/anchor-topic

This package supports implementation of anchor-based topic modeling and variants of the anchoring algorithm in Python 3.

Primary LanguagePythonMIT LicenseMIT

anchor-topic

This package supports implementation of anchor-based topic modeling and variants of the anchoring algorithm in Python 3.

If you use this package for academic research, please cite the relevant papers.

Installation

Install the package through terminal with this command:

pip install anchor-topic 

Dependencies (Numpy, Scipy, Numba) will be installed as well.

Models

To build a topic model using the code, you must include this import statement:

import anchor_topic.topics

Preprocessing

Anchoring algorithm takes in word-document matrix M as input (M(i,j) = frequency of word i in document j). As with other topic models, corpus should be preprocessed to improve quality of model. The word-document matrix M should be of type scipy.sparse.csc_matrix.

Anchoring

To build an anchor-based topic model for monolingual corpus, use the following function:

A, Q, anchors = anchor_topic.topics.model_topics(M, k, threshold)

Inputs:

  • M, word-document matrix
  • k, is number of topics
  • threshold, minimum percentage of document occurrences for word to be considered as an anchor candidate

Outputs:

  • A, word-topic matrix
  • Q, word-cooccurrence matrix
  • anchors, 2D list of anchor words for each topic

Multilingual anchoring

To build an anchor-based topic model for comparable corpora, use the following function:

A1, A2, Q1, Q2, anchors1, anchors2 = anchor_topic.topics.model_multi_topics(M1, M2, k, threshold1, threshold2, dictionary)

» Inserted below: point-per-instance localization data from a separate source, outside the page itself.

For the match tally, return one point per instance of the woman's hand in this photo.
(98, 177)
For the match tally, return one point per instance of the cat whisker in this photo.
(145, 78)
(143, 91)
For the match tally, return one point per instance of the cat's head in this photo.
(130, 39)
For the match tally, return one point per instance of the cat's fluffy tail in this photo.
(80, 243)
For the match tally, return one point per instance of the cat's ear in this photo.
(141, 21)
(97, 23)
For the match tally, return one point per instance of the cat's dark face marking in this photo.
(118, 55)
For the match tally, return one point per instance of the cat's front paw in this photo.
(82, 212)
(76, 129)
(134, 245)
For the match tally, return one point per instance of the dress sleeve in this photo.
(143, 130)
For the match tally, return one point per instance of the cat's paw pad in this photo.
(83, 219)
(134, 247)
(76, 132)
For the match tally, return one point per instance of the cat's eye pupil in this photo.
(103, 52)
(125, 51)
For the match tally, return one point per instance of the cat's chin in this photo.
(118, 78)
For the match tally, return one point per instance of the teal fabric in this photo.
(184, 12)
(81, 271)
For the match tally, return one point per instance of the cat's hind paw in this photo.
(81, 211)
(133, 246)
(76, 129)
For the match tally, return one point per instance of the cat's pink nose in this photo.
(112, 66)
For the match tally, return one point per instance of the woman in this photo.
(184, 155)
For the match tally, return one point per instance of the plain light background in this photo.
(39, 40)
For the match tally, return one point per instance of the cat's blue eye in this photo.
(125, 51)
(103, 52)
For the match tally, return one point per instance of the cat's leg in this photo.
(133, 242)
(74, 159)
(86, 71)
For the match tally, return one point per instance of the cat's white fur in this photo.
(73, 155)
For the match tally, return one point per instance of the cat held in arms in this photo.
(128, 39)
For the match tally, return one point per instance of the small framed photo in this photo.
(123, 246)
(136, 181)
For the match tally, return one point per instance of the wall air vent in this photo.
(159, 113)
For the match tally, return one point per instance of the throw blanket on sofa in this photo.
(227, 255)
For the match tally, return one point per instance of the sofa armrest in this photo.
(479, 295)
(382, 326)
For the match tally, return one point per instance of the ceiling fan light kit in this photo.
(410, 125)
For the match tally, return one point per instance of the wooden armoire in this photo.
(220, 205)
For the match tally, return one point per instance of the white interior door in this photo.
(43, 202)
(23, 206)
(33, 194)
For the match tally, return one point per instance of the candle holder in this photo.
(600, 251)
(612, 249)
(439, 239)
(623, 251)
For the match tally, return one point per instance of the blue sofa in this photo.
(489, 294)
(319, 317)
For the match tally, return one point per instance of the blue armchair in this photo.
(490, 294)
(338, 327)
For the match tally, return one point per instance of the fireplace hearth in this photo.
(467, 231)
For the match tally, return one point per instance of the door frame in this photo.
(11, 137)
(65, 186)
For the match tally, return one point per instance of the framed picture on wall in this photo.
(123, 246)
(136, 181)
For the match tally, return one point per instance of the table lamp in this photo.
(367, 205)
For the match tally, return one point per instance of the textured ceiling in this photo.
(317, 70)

dictionary should be a text file where each line is a tab-separated dictionary entry.

hello  你好
goodbye 再見

Updating topics

To support topic model interactivity, users can choose their own anchors. First, topic model should be built from anchoring algorithm to get initial anchors and word-cooccurrence matrix Q. Then, use the following function to update topics:

A = update_topics(Q, anchors)

For each topic, user may pick one or more anchors. Make sure anchors is a 2d list of type int where each number represents the word's index in Q.

Publications

If you use this package for academic research, please cite the relevant paper(s) as follows:

@inproceedings{yuan2018mtanchor,
  title={Multilingual Anchoring: Interactive Topic Modeling and Alignment Across Languages},
  author={Yuan, Michelle and Van Durme, Benjamin and Boyd-Graber, Jordan},
  booktitle={Advances in neural information processing systems},
  year={2018}
}

@inproceedings{lund2017tandem,
  title={Tandem anchoring: A multiword anchor approach for interactive topic modeling},
  author={Lund, Jeffrey and Cook, Connor and Seppi, Kevin and Boyd-Graber, Jordan},
  booktitle={Proceedings of the 55th Annual Meeting of the Association for Computational Linguistics (Volume 1: Long Papers)},
  volume={1},
  pages={896--905},
  year={2017}
}

@inproceedings{arora2013practical,
  title={A practical algorithm for topic modeling with provable guarantees},
  author={Arora, Sanjeev and Ge, Rong and Halpern, Yonatan and Mimno, David and Moitra, Ankur and Sontag, David and Wu, Yichen and Zhu, Michael},
  booktitle={International Conference on Machine Learning},
  pages={280--288},
  year={2013}
}

License

Copyright (C) 2018, Michelle Yuan

Licensed under the terms of the MIT License. A full copy of the license can be found in LICENSE.txt.